Sunday, February 3, 2013

Street Speak


Her father was left alive because of a boxing match. He had been abducted during the “dirty war” which they now prefer to call “terrorism of the state” because there was no war. He was taken from his home for no reason and beat repeatedly for information he didn’t have. But there was a boxing fight that night and before they’d finished him off they left to watch. And so he survived and she was born, in the villa of Las Bocas, which she’d left when she was two and returned to with us today.

Don’t wander away from the main tourist plaza because it becomes a shanty town, warns the ex-pat who directs us to the right camioneta. I turn to my friends and tell them that I like slums. Me too, they chime in unison. So we walk a bit farther than others might and watch the streets transform from façade to reality.

A guy strums a guitar on the balcony, switching it for a mate gourd between each song, belly hanging comfortably over belt.

Two little girls share one pair of roller blades, several sizes too big. Each wears one on the inside foot and they skate together holding hands and tumbling onto the sidewalk. We hold our breaths a block away until they popped up laughing.

On old man peers out of crooked shutters at his grandchildren splashing in a plastic pool below. 

Sheet metal walls two stories high covered in cracked and peeling paint left over from boats that sailed many decades ago. Burned out cars. Laundry drying the warm river air.

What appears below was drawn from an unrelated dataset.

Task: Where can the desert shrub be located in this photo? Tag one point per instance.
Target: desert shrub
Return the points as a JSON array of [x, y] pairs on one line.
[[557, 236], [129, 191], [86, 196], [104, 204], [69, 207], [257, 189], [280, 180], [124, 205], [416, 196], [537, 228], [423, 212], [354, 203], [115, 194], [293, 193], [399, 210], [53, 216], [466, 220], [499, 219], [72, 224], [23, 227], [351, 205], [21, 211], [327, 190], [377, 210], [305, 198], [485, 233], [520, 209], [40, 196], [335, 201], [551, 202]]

White walls say nothing. So now the city is covered with images of love and loss and violence and fantasy. Identity affirmed and preserved in a slanted signature, even when bodies are never found. 

Mas amor por favor. 

Sos parte del cambio. 

Pensar es un hecho revolucionairo.


Sunday, January 27, 2013

Hospital de la Matanza


There were dogs in the hospital. I counted three. There seemed to be more but the same ones simply moved from one floor to another as they pleased. No one there really noticed. But someone in our group did and asked the social worker giving us a tour about them. She was embarrassed.

One belonged to a man who lived at the hospital, in the waiting room just outside the maternity ward. He had nowhere else to go so they let him stay there and keep his dog with him. Our guide was very proud of the room. It had been built recently so that people would be comfortable while they waited for their babies to be born. Looking in, I could not tell which person was the resident, and to me it did not seem like such a bad place to stay. You would see so much joy from this glass walled room… one of the most beautiful experiences of life happening over and over again.

The patients and visitors seemed to like the dogs as well. The dogs had a calming presence, sleeping in corners and strolling casually, unaffected by suffering of such a place. They made it feel more like home and less like an institution. The floor and walls were a bit dirty, but so too where the homes and skins and clothes and of the people of the campo who came here for help and for solace. Perhaps there is something to learn from this… that the little things that make strange situations more normal can bring great comfort to those in pain.  Some broken rules do more good than harm. 


Thursday, January 10, 2013

Death and Sunlight



The stench of rotting flesh unearthed and caskets cast aside. Spiderwebcracked glass doors and rusted padlocks let eternity rest. Who comes to care for the remains of loves long lost? Some. Not all.

How many children went hungry so that mausoleums could be built and strangers could admire the colored light of stained glass ceilings reflected upon floors out of reach? Salvation and adoration. What legacy is left in the corners of Cemetario de la Recoleta? What secrets buried.

Look into the life lines of your palm and see ancestors. Strength and sacrifice.

Cats sprawled across certain stones seem to be missing parts of their stomachs and their souls. The vacancy is more frightening than anything else here. Broken drawers reveal open coffins and steps leading to depth. Let them wander.

In circles las Madres de Plaza de Mayo search for their ninos desaparacidos. Many in silence. Simply walking, with white scarves to show resistance to the evil that exists and never can be undone. Tourists gather and flash cameras at their weathered faces and at those of their children, their grandchildren-- at the black and white pictures that the women string from their necks with names and dates written below and the men hold up on picket signs. The prints are old and scarred by the sun and their hands shake under the strain of the banner but still they walk. With respect, with resilience, with reason that we cannot begin to understand only looking on.

Across the busy street lies the body of one man who fought for the freedom of Argentina and carried its flag across the Andes. Two soldiers guard his coffin and four marble maidens. Outside the cathedral a flame burns for his bravery y that of the soldado desconocido de la independencia. Saludalos! the wall tells us.

And thus some lives are revered by all who pass and others by only those with great strength and greater sorrow... but still so many go unnoticed and are truly lost.